Traditionally, to save on storage space security cameras take pictures at very low framerates–say 1-5fps (I don’t know if this is still the case). This is probably too slow for the linearized approximation above, and it also means that you might only have a few frames of data to average instead of dozens or hundreds.

There are some quite impressive routines out there to perform something called deconvolution - that is, reversing some of the apparent loss of detail in out-of-focus images (if you assume that points of light have been blurred out into gaussian circles, for example, you can reverse the effect. Sometimes it introduces artifacts into the deconvoluted image, but the results can actually be pretty impressive.

One program I know of that is able to do this is called ‘Image Analyzer’ - I think it’s freeware (or at least the version I have is), but I can’t find any current links for it.

Another way to do it is to superimpose successive frames of a moving image - if the subject is moving slightly, but not spinning or anything, you can infer a lot of detail from interpolating pixels in a successive set of images, because any given piece of detail will cross a pixel boundary at some point.

It’s still nothing like the bullshit ‘enhance’ you see on CSI and the like.

true, but I was thinking of a more modelling type approach, where a program would recognise the head and main features eyes nose etc (perhaps given a bit of human prompting), construct a crude 3-D model and refine it further with each frame. I am sure with even 8 grainy frames a much better picture of the suspect would emerge.

That’s basically what the paper linked to above was doing.

As for deconvolution, it’s a well-posed problem iff the point-spread function is known, and the image has infinite dynamic range, and there’s no noise. None of these conditions is ever true in practice, so deconvolution is sharply limited (or rather, blurrily limited). You can sometimes deduce some things from a priori knowledge of the nature of the image: For instance, in an astronomical photo, you can find a blurred image of a background star, and assume that the image of the star is the point-spread function. But ultimately, the reconstruction each pixel of the image will depend on very small changes in the values of nearby pixels, and the small changes involved might be smaller than the count resolution of those pixels, or of other noise sources.

Sure, it can be done, but it’s harder. Even with only three parameters in your linear transformation, that’s a huge increase in the size of your parameter space. I would be a lot more impressed with the results of that paper if they had done it, as would be necessary for most real-world applications, rather than avoiding the issue by using flat photos.

Sure, it’s harder. There may be as many as six parameters to estimate rather than two, and you might only be able to assume that the transformation is approximately linear in 8x8 blocks rather than the whole 320x240 image… but 8*8 is still 64, which is a lot bigger than 6. Video at ~30fps, even at low resolution, has an absurd amount of information. Using all of that information well is a hard problem.

Here is one result on this sort of segmented superresolution.

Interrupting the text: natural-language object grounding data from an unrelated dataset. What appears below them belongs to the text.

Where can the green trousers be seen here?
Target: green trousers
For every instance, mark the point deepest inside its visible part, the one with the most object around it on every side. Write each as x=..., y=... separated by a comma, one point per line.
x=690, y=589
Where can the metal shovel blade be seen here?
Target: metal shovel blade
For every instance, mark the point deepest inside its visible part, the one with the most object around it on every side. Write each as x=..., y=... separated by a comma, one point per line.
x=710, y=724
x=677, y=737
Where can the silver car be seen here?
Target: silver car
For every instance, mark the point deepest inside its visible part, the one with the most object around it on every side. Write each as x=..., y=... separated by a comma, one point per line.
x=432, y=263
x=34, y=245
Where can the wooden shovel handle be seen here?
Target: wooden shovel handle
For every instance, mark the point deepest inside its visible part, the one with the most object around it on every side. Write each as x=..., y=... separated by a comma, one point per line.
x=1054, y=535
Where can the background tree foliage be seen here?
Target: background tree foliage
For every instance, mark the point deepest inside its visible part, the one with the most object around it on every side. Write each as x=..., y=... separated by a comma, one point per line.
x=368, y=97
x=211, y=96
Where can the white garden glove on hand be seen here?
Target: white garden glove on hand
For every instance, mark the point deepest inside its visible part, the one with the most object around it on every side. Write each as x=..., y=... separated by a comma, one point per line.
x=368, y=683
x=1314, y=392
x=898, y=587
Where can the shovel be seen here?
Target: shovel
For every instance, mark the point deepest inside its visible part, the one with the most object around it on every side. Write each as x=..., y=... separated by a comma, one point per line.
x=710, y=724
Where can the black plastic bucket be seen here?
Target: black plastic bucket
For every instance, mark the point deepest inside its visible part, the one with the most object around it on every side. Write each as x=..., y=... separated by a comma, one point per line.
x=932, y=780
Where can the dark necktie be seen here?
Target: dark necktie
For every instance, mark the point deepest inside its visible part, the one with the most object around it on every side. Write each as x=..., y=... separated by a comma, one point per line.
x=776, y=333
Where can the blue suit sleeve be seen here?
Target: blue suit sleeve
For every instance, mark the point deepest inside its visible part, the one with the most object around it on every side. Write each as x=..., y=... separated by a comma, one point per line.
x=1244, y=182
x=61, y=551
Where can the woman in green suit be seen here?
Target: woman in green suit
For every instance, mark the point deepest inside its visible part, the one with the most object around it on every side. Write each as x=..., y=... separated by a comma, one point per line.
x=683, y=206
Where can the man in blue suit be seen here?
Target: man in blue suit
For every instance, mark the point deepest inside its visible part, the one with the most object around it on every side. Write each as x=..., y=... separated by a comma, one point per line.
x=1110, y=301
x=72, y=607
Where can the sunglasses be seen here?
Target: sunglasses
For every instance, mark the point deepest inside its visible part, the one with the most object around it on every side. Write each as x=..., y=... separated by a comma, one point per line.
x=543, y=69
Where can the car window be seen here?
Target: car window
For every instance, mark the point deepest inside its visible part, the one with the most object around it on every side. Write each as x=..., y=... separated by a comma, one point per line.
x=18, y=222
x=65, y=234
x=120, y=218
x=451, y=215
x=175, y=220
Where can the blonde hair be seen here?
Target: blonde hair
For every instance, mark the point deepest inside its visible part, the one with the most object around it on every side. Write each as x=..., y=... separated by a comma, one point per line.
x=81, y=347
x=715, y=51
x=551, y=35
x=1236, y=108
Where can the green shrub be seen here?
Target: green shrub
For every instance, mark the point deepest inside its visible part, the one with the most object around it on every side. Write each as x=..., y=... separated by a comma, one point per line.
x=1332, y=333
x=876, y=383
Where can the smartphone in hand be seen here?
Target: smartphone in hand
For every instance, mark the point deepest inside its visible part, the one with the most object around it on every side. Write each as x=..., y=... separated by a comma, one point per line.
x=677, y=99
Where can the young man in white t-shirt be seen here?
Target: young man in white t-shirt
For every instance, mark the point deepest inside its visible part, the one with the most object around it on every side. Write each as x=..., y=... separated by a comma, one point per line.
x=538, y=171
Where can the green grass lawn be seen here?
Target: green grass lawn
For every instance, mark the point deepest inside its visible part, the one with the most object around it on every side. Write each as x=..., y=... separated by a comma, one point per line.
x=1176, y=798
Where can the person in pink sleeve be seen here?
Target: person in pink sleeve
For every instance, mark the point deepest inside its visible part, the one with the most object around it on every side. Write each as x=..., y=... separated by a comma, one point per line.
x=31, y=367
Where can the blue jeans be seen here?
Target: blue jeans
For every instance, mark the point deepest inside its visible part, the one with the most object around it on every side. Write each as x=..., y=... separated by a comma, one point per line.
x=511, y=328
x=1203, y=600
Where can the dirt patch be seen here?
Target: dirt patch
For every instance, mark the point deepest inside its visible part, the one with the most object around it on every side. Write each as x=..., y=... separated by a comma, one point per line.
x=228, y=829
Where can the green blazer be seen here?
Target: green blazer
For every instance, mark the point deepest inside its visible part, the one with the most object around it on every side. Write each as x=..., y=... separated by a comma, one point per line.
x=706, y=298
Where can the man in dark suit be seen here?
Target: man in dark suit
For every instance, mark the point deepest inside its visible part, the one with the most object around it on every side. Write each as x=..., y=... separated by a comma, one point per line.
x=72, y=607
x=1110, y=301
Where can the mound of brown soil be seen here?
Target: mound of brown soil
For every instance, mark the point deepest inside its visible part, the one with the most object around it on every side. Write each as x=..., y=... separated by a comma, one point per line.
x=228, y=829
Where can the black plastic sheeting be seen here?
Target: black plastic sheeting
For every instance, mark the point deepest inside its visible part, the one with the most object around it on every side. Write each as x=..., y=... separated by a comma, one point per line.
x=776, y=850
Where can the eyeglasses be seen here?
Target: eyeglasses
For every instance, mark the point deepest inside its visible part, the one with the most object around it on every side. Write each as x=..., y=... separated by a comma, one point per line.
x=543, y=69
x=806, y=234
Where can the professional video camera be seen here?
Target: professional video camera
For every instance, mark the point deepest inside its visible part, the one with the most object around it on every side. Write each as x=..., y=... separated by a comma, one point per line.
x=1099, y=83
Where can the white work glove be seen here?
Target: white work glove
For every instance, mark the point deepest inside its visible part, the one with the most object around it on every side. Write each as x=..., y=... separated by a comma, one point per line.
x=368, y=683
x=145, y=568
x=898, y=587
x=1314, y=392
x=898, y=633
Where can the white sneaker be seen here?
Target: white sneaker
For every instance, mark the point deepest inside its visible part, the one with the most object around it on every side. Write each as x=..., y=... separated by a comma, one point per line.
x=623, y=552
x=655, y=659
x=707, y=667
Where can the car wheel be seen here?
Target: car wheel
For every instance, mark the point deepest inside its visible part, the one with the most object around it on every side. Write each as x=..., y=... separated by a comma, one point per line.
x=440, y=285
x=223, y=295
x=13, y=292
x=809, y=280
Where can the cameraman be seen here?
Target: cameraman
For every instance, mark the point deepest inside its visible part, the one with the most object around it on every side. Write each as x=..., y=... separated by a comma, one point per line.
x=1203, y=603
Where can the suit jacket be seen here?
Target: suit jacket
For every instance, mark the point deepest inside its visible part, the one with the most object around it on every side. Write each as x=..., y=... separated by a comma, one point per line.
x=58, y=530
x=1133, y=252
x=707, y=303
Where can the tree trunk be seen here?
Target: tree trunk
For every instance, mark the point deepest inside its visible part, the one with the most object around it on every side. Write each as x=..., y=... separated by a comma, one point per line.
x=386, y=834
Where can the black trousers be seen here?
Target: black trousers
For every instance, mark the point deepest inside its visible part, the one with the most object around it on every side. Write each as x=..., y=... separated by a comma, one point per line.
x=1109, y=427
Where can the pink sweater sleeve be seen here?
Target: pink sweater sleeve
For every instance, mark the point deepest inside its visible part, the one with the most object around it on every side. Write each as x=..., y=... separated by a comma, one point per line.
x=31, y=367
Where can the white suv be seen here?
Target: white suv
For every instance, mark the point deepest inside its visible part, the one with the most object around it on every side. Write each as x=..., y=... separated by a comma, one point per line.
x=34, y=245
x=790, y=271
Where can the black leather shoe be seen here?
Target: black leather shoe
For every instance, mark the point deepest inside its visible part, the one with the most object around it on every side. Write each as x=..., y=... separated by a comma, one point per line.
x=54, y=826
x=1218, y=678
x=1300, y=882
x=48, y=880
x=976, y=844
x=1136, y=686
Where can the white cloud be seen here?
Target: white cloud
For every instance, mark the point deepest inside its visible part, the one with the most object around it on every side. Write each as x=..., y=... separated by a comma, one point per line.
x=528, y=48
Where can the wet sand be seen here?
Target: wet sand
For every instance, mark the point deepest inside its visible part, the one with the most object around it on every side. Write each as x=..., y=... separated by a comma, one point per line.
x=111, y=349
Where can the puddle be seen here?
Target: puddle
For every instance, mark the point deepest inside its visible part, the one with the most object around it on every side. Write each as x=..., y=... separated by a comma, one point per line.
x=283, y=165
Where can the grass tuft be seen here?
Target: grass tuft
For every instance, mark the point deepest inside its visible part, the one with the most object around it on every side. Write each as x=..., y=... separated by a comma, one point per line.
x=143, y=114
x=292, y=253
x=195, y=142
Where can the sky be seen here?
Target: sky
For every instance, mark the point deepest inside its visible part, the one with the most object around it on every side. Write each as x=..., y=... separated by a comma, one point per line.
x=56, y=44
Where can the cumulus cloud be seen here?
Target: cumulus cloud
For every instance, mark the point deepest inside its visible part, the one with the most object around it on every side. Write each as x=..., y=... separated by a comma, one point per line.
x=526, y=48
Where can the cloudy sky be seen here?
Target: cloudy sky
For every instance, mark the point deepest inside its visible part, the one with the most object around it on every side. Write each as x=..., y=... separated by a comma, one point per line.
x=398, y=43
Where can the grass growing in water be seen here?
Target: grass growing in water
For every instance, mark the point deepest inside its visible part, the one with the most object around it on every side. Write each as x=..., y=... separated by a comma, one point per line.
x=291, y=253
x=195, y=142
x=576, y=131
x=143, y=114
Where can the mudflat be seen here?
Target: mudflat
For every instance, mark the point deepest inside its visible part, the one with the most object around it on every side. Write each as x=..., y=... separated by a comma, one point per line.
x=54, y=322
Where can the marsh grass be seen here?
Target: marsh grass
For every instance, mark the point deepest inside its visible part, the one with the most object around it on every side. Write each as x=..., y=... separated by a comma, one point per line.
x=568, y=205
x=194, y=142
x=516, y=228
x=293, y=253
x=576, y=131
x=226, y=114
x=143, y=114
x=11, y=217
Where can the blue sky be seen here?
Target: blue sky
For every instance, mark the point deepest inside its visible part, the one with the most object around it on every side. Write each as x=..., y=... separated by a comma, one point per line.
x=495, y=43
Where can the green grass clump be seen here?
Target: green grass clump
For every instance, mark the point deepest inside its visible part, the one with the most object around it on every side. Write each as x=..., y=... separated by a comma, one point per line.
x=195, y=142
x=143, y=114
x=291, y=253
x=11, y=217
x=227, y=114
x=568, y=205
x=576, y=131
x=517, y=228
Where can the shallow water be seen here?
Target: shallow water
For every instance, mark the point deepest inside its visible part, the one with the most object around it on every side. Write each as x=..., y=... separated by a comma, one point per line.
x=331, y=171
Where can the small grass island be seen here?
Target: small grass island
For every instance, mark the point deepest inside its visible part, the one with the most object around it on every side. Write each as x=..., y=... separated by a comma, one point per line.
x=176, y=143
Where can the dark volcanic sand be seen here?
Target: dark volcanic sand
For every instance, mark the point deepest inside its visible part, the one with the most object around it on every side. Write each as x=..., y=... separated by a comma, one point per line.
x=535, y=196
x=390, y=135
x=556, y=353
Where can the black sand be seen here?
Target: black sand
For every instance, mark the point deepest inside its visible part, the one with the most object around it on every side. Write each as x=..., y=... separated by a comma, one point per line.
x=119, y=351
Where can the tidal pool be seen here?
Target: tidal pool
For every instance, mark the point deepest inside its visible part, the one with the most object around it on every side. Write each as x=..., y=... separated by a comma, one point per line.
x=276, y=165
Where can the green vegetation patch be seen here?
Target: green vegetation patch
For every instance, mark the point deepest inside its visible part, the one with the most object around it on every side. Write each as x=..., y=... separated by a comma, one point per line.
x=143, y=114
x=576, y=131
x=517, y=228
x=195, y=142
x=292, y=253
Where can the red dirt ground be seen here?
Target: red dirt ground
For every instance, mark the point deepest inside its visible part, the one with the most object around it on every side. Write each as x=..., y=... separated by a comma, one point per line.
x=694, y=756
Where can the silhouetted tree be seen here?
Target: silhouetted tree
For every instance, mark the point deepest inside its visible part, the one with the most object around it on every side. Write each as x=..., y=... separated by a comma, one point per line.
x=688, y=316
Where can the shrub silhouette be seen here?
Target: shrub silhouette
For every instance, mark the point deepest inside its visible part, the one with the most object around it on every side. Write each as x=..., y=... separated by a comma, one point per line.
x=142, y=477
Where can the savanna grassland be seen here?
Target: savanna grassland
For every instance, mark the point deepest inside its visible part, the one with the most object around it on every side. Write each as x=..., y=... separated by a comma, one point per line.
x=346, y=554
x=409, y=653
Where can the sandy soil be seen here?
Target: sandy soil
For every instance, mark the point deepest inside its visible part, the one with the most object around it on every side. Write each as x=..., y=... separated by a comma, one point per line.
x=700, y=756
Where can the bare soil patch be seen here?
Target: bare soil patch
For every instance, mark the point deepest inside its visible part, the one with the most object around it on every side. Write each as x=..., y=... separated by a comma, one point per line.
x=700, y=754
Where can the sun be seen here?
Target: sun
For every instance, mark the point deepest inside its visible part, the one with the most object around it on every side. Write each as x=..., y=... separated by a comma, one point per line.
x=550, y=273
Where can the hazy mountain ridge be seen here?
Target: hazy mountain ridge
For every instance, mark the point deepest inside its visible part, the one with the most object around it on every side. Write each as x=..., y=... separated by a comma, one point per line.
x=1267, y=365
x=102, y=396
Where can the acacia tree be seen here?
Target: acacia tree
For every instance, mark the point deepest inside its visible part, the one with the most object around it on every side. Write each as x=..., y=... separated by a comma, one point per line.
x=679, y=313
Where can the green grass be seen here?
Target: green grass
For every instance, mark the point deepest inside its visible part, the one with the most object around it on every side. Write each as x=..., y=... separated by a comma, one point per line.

Have all super-resolution techniques assumed that only the camera is moving? (ie, the entire scene has a single, uniform translation)? You surely need a technique that deduces then compensates for local transformations, and that would fix both 3d rotation and just simple objects-moving-in-different-directions. Seems kind of a basic necessity to me and not too difficult (MPEG standards already do this analysis to some extent*).

*They actually only count translations (and of groups of 4x4 up to 16x16 pixels). This is computationally cheap these days. They don’t try to deduce rotation and scaling. However, reducing everything to translations seems pretty sufficient for high fps video.

EDIT: I think this was what Omphaloskeptic was saying, but the paper he linked to I think talked about something else.